The San Francisco-based nonprofit, which has received funding from liberal billionaires Michael Bloomberg and Tom Steyer – both of whom recently withdrew as contenders for the Democratic presidential nomination - said its website drew 1,092 new users per day in February, more than double the daily rate last year, with many of the visits from accountants and lawyers who oversee corporate filings.
SASB CEO Janine Guillot said the group is now working to translate the new traffic into more data reporting. SASB counts 139 companies worldwide that report data in accordance with its guidelines. Guillot said she expects that could rise to as many as 300 by next year.
"It is surprising how much a little letter from Larry Fink can generate," said Guillot, referring to BlackRock's CEO.
Fink's annual missive to corporate CEOs in mid-January asked that all companies in which BlackRock invests by year-end “publish a disclosure in line with industry-specific SASB guidelines," or something similar, arguing in favor of SASB's “clear set of standards."
State Street Corp, another large asset manager, also plugged SASB for promoting material disclosures in a recent open letter.
SASB is one of several organizations – another is the Global Reporting Initiative - seeking to cut through a fog of uncertainty on how to measure companies' progress on sustainability matters, at a time of mounting concern among investors over climate change and other issues.
A lack of widely adopted reporting standards on sustainability metrics up to now has yielded alarming results for ratings firms seeking to rank companies on their performances, complicating the task for investors trying to build a truly green portfolio.
In a study published last year, for example, MIT Researcher Roberto Rigobon found the scores that companies received from five top environmental, social and governance (ESG) ratings firms on greenhouse gas emissions had an average correlation of 0.13 - remarkably low considering the 0.9 level of major credit ratings services.

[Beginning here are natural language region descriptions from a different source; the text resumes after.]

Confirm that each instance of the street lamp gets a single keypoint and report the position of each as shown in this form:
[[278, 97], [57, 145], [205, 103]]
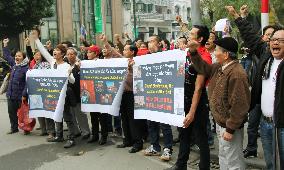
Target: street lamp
[[139, 5], [127, 4]]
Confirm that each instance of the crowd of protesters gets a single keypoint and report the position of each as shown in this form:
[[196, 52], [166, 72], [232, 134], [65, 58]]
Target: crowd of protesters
[[216, 82]]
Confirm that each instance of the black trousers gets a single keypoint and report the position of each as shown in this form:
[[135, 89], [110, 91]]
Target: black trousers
[[97, 119], [132, 128], [13, 106], [68, 118], [195, 133]]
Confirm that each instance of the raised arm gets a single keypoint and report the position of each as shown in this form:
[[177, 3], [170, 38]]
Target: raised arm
[[115, 54], [7, 53], [248, 33], [42, 49], [29, 49], [201, 66]]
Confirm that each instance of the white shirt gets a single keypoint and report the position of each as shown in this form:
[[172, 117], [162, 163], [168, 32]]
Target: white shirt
[[64, 66], [268, 90]]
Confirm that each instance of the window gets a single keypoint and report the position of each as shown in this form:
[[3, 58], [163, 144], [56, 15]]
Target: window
[[75, 6], [150, 8]]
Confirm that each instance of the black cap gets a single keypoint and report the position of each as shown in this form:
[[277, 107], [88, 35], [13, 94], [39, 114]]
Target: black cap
[[228, 43]]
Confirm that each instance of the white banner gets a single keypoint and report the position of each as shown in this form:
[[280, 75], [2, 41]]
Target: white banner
[[102, 85], [47, 92], [159, 87]]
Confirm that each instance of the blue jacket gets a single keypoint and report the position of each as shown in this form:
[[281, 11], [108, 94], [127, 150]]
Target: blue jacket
[[17, 83]]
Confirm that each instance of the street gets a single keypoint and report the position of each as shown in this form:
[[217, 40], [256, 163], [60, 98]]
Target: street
[[20, 152]]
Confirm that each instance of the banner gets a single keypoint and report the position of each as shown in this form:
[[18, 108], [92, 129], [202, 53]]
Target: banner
[[47, 92], [102, 85], [159, 87], [98, 17]]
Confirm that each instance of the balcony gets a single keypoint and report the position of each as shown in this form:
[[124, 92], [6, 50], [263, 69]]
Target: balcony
[[161, 17]]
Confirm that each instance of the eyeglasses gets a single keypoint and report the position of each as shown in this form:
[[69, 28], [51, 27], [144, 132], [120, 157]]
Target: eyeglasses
[[279, 40]]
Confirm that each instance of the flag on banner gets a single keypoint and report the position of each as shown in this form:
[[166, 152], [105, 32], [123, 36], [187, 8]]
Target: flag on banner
[[47, 92], [102, 85], [159, 87], [83, 31]]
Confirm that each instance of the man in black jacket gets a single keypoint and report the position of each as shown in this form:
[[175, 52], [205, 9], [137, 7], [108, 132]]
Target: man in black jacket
[[268, 88]]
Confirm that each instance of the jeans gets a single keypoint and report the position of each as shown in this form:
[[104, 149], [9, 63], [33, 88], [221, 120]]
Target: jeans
[[209, 132], [266, 134], [13, 106], [132, 128], [279, 149], [99, 119], [246, 63], [197, 133], [117, 123], [154, 134], [252, 129]]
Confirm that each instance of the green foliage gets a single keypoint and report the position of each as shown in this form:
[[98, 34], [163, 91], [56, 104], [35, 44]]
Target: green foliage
[[278, 7], [213, 10], [19, 15]]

"This is disturbing," Rigobon said. "We need to be able to figure out as a society who is behaving badly and who is not."
Finding a set of uniform reporting standards for sustainability could solve the problem in the same way as financial accounting standards have made it easier for investors to assess a company’s financial health, according to Robert Fernandez, vice president at Breckinridge Capital Advisors and a member of SASB's investor advisory group.

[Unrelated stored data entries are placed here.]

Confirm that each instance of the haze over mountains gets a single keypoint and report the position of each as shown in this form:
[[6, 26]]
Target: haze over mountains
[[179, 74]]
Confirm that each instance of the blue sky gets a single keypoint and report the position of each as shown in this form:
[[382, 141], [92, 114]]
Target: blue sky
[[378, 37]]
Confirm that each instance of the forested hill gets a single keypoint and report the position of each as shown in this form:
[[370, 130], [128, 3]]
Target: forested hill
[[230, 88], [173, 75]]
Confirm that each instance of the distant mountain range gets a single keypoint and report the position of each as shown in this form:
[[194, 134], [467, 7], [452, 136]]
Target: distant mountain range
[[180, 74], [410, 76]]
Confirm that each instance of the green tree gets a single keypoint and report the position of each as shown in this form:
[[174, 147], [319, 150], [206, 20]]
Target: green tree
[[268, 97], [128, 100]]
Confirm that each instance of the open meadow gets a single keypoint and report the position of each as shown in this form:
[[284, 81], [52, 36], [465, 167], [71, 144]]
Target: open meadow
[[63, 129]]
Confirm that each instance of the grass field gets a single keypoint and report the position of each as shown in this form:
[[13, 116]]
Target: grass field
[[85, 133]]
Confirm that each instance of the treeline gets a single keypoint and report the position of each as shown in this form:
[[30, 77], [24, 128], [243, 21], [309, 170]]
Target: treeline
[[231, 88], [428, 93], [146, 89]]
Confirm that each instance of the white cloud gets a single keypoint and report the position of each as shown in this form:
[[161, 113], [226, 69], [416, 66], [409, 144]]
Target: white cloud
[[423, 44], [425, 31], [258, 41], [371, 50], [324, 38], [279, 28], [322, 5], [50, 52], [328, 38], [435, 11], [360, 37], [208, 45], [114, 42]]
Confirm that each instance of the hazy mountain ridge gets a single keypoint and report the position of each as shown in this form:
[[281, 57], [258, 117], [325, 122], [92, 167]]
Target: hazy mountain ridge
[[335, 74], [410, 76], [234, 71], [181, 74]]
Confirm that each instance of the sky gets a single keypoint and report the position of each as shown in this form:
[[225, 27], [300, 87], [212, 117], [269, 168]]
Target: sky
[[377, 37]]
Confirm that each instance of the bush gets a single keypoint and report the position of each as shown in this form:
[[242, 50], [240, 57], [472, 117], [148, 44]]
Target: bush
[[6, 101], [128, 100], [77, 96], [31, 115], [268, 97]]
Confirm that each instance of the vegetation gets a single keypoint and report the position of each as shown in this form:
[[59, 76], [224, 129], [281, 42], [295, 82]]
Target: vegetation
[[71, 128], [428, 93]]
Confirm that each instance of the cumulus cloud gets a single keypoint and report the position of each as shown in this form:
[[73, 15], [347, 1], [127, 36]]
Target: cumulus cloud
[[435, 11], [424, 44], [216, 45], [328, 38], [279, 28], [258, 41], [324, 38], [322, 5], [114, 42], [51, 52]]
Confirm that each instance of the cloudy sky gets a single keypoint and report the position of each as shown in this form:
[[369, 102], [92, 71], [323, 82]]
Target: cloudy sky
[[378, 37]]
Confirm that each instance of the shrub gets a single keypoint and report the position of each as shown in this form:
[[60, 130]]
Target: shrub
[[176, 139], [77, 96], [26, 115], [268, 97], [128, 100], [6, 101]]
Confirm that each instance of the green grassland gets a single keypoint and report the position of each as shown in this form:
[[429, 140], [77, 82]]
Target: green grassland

"Maybe we wouldn't have to rely on the ESG raters as much if there were more data and we could do more of the analysis ourselves," he said.
SASB rival GRI asks for a wider range of details in its sustainability reporting guidelines than SASB's industry-specific requests. GRI is used by about 4,000 companies, according to research firm Corporate Register, though the figure has grown little in recent years.
GRI CEO Tim Mohin said he worries investors and companies are going to lean toward SASB's narrower reporting guidelines, instead of GRI's more thorough ones. If SASB became dominant, he said, "It could become a massive rollback of ESG disclosure."
BlackRock did not make executives available to discuss why they favored SASB. BlackRock has a representative on the board that sets SASB standards, and executives from BlackRock and from State Street serve on SASB's investor advisory group.
Some companies report against both SASB and GRI standards, or plan to do so soon, including Vornado Realty Trust, JetBlue Airways Corp and Duke Energy. Duke executives said they hope the standards eventually converge.
"We just want to have consistency, that's the main goal," said Duke CFO Steve Young.
For other companies, SASB's simplicity makes it a favorite. Sanderson Farms Inc of Laurel, Mississippi, said last month it will adopt SASB guidelines, even after shareholders rejected a resolution seeking partial SASB reporting.
Chief Financial Officer Mike Cockrell said the company made the decision after BlackRock and other investors suggested the step. He said he also hopes the move will forestall shareholder requests for other, more detailed disclosures including from the GRI.
"I could have a staff of 30 people working 40 hours a week for 52 weeks and still not be able to complete some of these reports," he said.
Andrew Behar, CEO of environmental resolution sponsor As You Sow, said he credits BlackRock and State Street for boosting SASB, even if ideally companies would also provide a GRI report.